From someone who only has a very high-level understanding of how fedimints work: I think of it as the Bitcoin version of community banks or credit unions — so basically a group of people with some kind of community or affiliation that want to pool their resources together for the benefit of the collective. In traditional banking, this would primarily mean granting loans and earning some interest on savings.
Fedimints, on the other hand, could be a way to remove the technical and financial burden of using bitcoin for a group of people who would rather trust (and possibly pay fees to) a guardian or group of guardians to do the work. It makes a lot of economic sense if you consider how much work and upfront capital it requires for an individual to self-custody on Lightning today. The value proposition here is a member gets more say and visibility into the custody of their funds in return for some trust and possibly fees. The multi-guardian model also distributes custodial risk, but doesn’t remove it entirely.

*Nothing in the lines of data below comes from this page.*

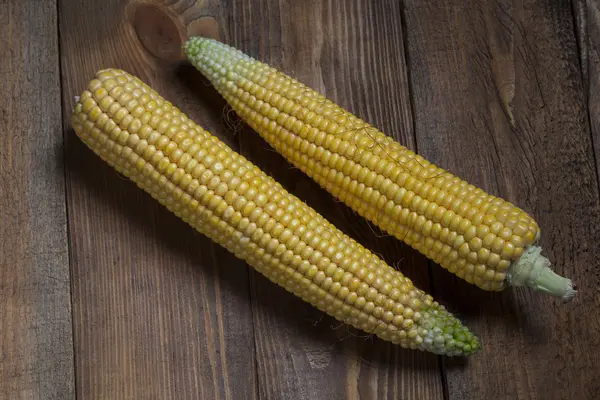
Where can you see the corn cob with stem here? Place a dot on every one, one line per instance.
(481, 238)
(227, 198)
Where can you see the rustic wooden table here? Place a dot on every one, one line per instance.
(106, 295)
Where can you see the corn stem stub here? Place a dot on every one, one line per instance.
(481, 238)
(227, 198)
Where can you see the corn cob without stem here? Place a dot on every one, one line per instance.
(227, 198)
(481, 238)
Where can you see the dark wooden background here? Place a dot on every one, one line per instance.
(105, 295)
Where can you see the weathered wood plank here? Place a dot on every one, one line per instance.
(353, 52)
(498, 99)
(159, 310)
(36, 349)
(587, 24)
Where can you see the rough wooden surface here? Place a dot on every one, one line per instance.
(36, 348)
(159, 310)
(587, 19)
(498, 99)
(503, 93)
(301, 353)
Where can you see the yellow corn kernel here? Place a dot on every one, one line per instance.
(231, 201)
(376, 167)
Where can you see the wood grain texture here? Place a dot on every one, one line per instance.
(160, 311)
(353, 52)
(587, 24)
(498, 99)
(36, 348)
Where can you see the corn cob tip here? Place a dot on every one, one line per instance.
(532, 269)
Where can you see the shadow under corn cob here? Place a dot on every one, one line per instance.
(227, 198)
(480, 238)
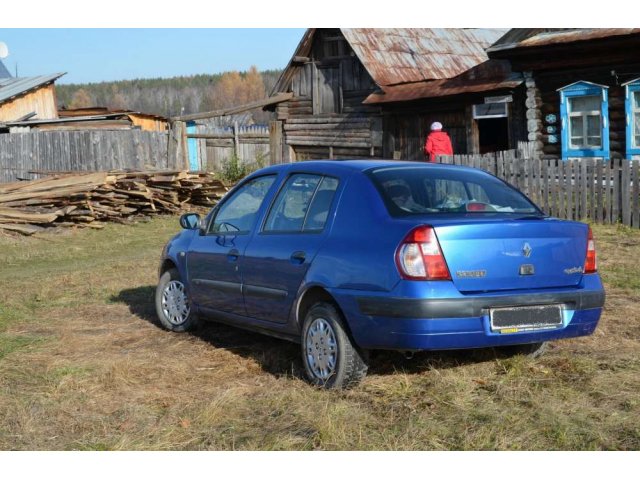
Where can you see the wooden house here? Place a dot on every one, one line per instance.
(582, 89)
(28, 98)
(4, 73)
(144, 121)
(363, 93)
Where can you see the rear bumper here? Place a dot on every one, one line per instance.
(405, 323)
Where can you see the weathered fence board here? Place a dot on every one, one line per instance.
(80, 151)
(250, 144)
(602, 191)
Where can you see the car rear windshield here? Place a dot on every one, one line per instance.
(420, 190)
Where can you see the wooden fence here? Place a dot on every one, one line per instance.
(602, 191)
(249, 143)
(80, 150)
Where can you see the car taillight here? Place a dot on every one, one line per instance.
(590, 265)
(419, 256)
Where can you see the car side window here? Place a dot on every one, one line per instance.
(302, 204)
(320, 205)
(238, 213)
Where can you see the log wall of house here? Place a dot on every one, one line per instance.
(326, 118)
(42, 101)
(406, 126)
(547, 85)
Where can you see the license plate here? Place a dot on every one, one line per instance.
(520, 319)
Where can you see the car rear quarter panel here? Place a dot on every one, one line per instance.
(359, 252)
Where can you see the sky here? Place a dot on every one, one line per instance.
(80, 46)
(95, 55)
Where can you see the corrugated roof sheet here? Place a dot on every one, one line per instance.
(405, 55)
(538, 37)
(4, 73)
(488, 76)
(12, 87)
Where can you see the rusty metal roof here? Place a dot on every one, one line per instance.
(489, 76)
(538, 37)
(12, 87)
(405, 55)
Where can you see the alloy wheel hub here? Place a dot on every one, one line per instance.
(175, 304)
(321, 349)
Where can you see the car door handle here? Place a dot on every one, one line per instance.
(233, 255)
(298, 257)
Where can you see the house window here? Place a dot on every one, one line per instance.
(632, 110)
(584, 108)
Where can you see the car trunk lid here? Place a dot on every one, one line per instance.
(529, 253)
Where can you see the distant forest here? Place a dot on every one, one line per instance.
(175, 96)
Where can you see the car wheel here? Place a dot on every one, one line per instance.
(531, 350)
(172, 303)
(330, 358)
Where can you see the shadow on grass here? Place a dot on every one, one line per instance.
(282, 358)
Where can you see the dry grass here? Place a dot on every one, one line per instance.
(83, 365)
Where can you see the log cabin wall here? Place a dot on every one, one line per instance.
(326, 117)
(547, 84)
(606, 57)
(42, 101)
(406, 125)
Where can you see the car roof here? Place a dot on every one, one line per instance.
(337, 166)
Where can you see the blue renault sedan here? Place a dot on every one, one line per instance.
(349, 256)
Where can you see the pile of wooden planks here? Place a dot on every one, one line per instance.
(90, 199)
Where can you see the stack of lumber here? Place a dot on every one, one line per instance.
(90, 199)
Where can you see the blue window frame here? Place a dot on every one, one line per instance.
(584, 108)
(632, 113)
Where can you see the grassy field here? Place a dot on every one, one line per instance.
(84, 366)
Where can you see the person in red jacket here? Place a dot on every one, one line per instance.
(438, 143)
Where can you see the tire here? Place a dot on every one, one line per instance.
(173, 306)
(531, 350)
(330, 358)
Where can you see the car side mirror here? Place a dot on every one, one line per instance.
(190, 221)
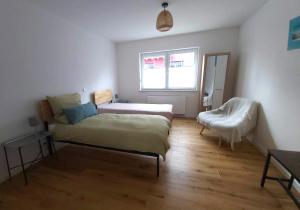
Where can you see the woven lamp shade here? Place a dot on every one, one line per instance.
(164, 21)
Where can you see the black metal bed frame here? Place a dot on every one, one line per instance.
(51, 147)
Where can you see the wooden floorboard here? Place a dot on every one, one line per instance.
(196, 175)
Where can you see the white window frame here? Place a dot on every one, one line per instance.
(166, 53)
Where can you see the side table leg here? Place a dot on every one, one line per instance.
(266, 168)
(54, 147)
(23, 167)
(291, 182)
(7, 163)
(41, 149)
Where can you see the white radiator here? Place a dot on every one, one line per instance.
(178, 102)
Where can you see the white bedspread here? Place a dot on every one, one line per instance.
(236, 118)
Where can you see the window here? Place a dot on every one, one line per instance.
(169, 70)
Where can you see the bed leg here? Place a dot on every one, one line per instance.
(232, 146)
(157, 165)
(202, 130)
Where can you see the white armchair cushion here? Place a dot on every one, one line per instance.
(236, 118)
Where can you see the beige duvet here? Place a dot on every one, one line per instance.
(137, 132)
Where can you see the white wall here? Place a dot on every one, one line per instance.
(270, 74)
(222, 40)
(41, 55)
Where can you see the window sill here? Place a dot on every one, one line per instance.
(168, 90)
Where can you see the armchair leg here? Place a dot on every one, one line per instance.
(232, 146)
(202, 130)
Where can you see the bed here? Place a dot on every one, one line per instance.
(103, 101)
(131, 133)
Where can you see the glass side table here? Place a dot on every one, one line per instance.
(24, 141)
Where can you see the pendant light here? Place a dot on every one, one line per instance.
(164, 20)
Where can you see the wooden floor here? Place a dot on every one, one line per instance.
(196, 175)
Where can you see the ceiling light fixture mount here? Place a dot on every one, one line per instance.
(164, 20)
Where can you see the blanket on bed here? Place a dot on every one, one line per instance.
(143, 133)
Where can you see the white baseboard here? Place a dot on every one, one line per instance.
(19, 170)
(264, 151)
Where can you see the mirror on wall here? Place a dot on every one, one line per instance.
(213, 78)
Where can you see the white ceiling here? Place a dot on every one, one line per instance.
(123, 20)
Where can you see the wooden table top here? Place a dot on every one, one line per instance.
(289, 159)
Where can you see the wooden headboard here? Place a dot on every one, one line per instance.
(103, 96)
(46, 111)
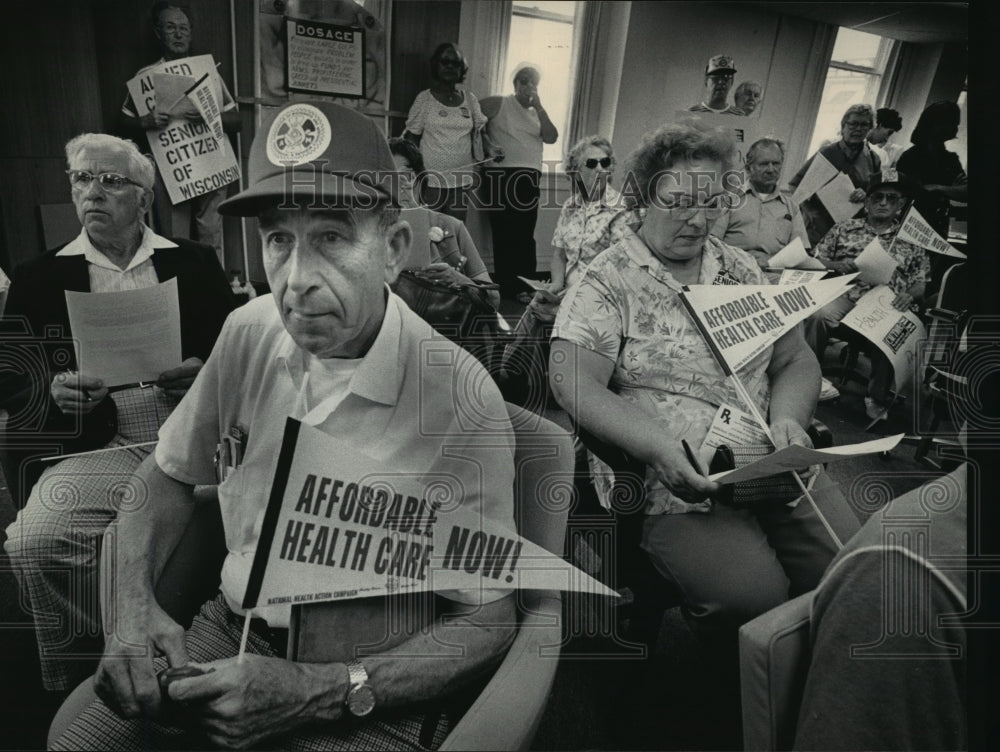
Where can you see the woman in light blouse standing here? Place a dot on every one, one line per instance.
(443, 122)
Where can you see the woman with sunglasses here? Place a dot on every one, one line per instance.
(850, 155)
(443, 122)
(629, 364)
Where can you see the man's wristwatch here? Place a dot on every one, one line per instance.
(360, 697)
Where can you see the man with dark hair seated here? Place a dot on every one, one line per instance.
(54, 409)
(334, 348)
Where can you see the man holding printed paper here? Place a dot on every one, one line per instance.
(162, 104)
(763, 220)
(335, 349)
(67, 403)
(873, 236)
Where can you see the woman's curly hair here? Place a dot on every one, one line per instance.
(669, 145)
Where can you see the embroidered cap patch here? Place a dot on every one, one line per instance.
(298, 135)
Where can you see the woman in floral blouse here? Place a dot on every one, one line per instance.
(632, 368)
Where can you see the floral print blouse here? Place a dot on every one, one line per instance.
(626, 308)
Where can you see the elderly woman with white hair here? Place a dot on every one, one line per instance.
(58, 407)
(631, 367)
(850, 155)
(518, 125)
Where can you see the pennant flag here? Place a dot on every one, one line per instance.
(896, 333)
(916, 230)
(339, 525)
(203, 97)
(740, 321)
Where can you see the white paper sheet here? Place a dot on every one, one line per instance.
(734, 427)
(794, 256)
(875, 265)
(835, 196)
(796, 457)
(895, 333)
(125, 337)
(820, 173)
(800, 276)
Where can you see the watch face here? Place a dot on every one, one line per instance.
(361, 700)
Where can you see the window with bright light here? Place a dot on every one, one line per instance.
(856, 69)
(541, 32)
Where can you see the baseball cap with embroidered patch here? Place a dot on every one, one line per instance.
(720, 64)
(316, 155)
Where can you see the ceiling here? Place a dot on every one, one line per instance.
(922, 23)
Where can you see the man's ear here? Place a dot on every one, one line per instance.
(145, 200)
(399, 237)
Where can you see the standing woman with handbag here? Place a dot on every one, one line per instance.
(445, 122)
(463, 265)
(519, 125)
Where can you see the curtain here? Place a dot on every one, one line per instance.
(483, 32)
(598, 51)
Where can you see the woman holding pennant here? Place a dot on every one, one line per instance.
(629, 363)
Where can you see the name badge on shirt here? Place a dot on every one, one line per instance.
(725, 277)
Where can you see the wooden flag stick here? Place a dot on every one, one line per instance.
(745, 396)
(243, 638)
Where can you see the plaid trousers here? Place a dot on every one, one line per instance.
(214, 634)
(55, 543)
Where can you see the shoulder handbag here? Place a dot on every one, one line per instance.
(461, 312)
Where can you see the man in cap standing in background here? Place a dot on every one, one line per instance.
(332, 347)
(718, 81)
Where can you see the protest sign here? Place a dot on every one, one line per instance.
(740, 321)
(339, 525)
(820, 172)
(875, 265)
(190, 158)
(325, 58)
(794, 256)
(895, 333)
(916, 230)
(202, 96)
(795, 457)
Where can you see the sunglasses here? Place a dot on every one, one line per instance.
(110, 181)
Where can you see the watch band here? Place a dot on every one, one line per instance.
(356, 673)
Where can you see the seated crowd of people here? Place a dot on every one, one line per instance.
(333, 346)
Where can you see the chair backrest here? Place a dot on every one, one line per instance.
(59, 224)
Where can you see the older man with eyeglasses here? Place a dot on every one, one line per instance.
(55, 410)
(885, 200)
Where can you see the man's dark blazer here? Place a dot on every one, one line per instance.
(35, 345)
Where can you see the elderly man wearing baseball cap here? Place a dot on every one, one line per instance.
(333, 347)
(886, 199)
(718, 81)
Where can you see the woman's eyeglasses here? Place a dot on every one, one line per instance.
(111, 181)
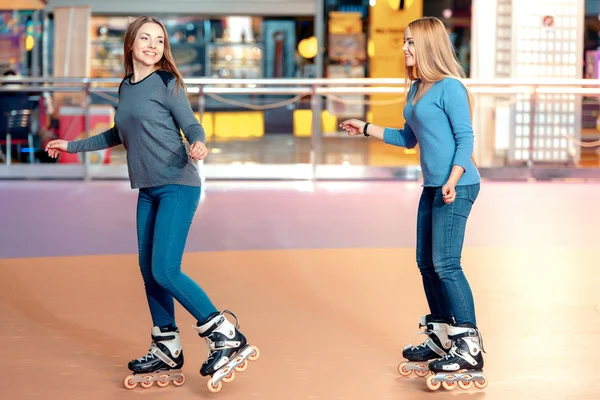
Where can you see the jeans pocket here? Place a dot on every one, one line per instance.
(473, 192)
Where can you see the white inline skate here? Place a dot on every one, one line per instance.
(436, 346)
(463, 365)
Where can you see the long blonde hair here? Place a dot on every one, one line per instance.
(434, 55)
(166, 63)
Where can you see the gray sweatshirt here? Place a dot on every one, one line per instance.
(147, 122)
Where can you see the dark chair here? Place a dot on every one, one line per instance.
(18, 132)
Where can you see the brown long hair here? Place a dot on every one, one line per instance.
(165, 63)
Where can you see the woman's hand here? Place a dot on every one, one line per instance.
(55, 147)
(198, 151)
(353, 126)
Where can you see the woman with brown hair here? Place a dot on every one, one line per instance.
(153, 108)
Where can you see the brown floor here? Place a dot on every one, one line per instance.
(330, 324)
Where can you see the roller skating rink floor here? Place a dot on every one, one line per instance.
(322, 278)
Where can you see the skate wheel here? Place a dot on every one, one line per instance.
(254, 356)
(164, 381)
(212, 388)
(449, 385)
(180, 381)
(481, 384)
(129, 383)
(402, 369)
(146, 384)
(432, 386)
(229, 378)
(242, 367)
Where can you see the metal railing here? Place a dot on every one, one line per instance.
(316, 89)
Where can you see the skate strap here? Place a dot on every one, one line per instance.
(163, 357)
(223, 344)
(465, 356)
(468, 333)
(431, 344)
(162, 338)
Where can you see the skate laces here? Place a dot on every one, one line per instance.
(237, 323)
(150, 355)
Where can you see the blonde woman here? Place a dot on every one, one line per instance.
(153, 108)
(438, 118)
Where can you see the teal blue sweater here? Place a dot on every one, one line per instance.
(440, 123)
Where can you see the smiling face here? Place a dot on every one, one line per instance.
(149, 44)
(409, 49)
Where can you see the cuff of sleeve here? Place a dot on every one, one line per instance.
(71, 148)
(386, 135)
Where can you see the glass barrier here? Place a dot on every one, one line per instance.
(289, 128)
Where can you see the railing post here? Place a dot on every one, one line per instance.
(315, 131)
(532, 125)
(86, 104)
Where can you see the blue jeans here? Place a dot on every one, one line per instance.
(440, 236)
(164, 217)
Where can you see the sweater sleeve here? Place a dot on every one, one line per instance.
(104, 140)
(177, 102)
(455, 103)
(400, 137)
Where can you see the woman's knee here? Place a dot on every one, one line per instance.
(163, 277)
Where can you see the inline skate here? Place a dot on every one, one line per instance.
(228, 350)
(162, 364)
(436, 346)
(463, 365)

I think fedimints, if viable, could be useful for onboarding communities, both traditional and virtual, to bitcoin. I’ve even thought about how groups of musicians could set up mints so they don’t individually have to run nodes or use a handful of custodians just to try Lightning. I could see this model working for other groups of tradespeople and retailers, too.
To clarify some things from a technical standpoint. The LN nodes are separate from the fedimint. The LN nodes offer swaps between ecash and LN sats. This is similar to how BTC on chain is swapped for ecash.
The protocol is intended for small communities so I think you're right in that regard.